For instance, in a hilarious commentary on how fans always try to decipher Dylan's songs, during the benefit, as Jack Fate and band are onstage ripping through “Drifter's Escape,” the camera cuts away to various characters engaged in conversation about the song. Flanked by the Pope and Gandhi, the mousey Pagan Lace (Penelope Cruz) tells her pious audience, “I love his songs because they are not precise. They are completely open to interpretation.” Meanwhile, Uncle Sweetheart tells Bobby Cupid (Luke Wilson), “The song is written from Hyde's point of view. It's about doing evil and trying to kill your conscience, if you can. It's not like those other songs of his, the ones about faithless women and booze and brothels and the cruelty of society.”
Process as Prize
Perhaps a better title would be Deconstructing Bob Dylan, as the film is primarily a parody on all the different perceptions of Dylan (thus masked), as well as an exploration of how the songwriter digests and processes the world. With Masked and Anonymous, Dylan approaches filmmaking the way he approaches songwriting—a visual poet deciding on which fragments to leave in or out to most effectively tell the story.
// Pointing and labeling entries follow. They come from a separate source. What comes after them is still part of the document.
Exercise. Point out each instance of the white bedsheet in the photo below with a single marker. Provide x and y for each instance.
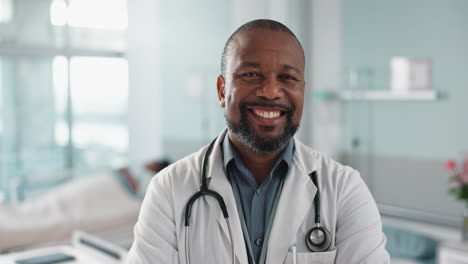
(93, 203)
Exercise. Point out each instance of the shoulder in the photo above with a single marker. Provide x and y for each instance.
(315, 160)
(332, 174)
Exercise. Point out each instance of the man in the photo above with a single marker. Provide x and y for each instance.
(265, 176)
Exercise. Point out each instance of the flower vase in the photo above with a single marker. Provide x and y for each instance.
(465, 224)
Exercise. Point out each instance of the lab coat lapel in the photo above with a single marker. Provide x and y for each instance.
(295, 202)
(218, 182)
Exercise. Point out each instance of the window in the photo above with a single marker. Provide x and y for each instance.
(63, 88)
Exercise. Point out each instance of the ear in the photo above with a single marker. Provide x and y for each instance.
(220, 84)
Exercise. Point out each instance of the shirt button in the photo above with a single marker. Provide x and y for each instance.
(258, 241)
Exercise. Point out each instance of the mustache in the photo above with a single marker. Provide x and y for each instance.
(283, 107)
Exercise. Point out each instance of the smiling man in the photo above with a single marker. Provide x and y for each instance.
(256, 194)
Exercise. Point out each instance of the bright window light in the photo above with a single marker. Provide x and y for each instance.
(6, 11)
(60, 80)
(101, 14)
(58, 13)
(99, 85)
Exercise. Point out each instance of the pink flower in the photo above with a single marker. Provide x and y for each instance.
(465, 165)
(463, 177)
(455, 185)
(450, 164)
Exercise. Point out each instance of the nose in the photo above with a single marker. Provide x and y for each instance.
(270, 89)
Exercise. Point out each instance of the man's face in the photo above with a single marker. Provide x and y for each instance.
(263, 89)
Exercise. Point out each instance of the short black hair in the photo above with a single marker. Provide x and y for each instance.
(255, 24)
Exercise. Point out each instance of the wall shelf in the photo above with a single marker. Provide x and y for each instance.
(376, 95)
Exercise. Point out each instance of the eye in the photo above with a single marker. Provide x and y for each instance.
(251, 74)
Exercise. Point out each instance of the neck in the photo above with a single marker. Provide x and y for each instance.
(258, 164)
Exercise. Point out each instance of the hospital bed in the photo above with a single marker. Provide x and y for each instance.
(96, 204)
(84, 248)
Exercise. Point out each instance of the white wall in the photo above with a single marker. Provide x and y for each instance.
(144, 100)
(325, 74)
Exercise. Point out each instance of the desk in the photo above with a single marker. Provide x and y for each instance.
(453, 253)
(451, 249)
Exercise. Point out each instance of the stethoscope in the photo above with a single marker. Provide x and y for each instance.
(318, 239)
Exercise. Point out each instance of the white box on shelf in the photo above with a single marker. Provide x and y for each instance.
(409, 74)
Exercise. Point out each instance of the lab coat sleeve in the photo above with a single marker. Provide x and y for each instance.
(359, 236)
(155, 232)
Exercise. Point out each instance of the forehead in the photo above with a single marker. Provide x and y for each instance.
(267, 47)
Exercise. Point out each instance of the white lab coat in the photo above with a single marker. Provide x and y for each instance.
(347, 208)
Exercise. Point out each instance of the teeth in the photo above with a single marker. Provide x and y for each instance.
(267, 114)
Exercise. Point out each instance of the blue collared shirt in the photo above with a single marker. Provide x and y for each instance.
(257, 200)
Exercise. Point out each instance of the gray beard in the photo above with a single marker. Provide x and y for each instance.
(257, 143)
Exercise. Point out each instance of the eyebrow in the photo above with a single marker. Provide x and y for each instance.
(250, 64)
(257, 65)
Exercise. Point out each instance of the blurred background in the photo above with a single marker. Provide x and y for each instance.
(93, 84)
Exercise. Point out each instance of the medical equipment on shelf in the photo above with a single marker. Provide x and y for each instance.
(85, 248)
(318, 239)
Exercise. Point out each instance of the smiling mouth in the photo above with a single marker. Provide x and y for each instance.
(267, 114)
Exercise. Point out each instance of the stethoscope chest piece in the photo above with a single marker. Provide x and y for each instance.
(318, 239)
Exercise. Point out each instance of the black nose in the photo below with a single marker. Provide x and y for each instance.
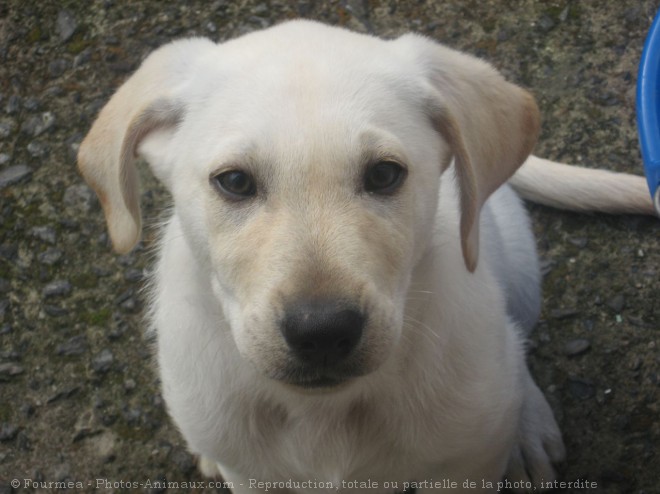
(322, 333)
On top of several subplots unfolding simultaneously, the film is host to a constant barrage of asides that have no seeming relation to the main action, yet are integral to pushing the film's undercurrent of questioning reality. For instance, the title comes from a scene with Jack Fate and Uncle Sweetheart walking through a carnival-like street bazaar. Mid-walk, they stumble on The Animal Wrangler (Val Kilmer), who is surrounded by caged animals. In a long rant, he tells Fate, “I avoid looking at human beings. They disgust me so much with their atom bombs and their blow dryers and automobiles. They build hospitals as shrines to the diseases they create. Human beings alone with their secrets... Masked and anonymous. No one truly knows.”
As Director Larry Charles explained in an interview about the movie, for Dylan the process itself of creating is more important than the end product: “One of the things I've learned is the path is the destination; the path is the goal. The result is irrelevant... This whole thing has been about process.”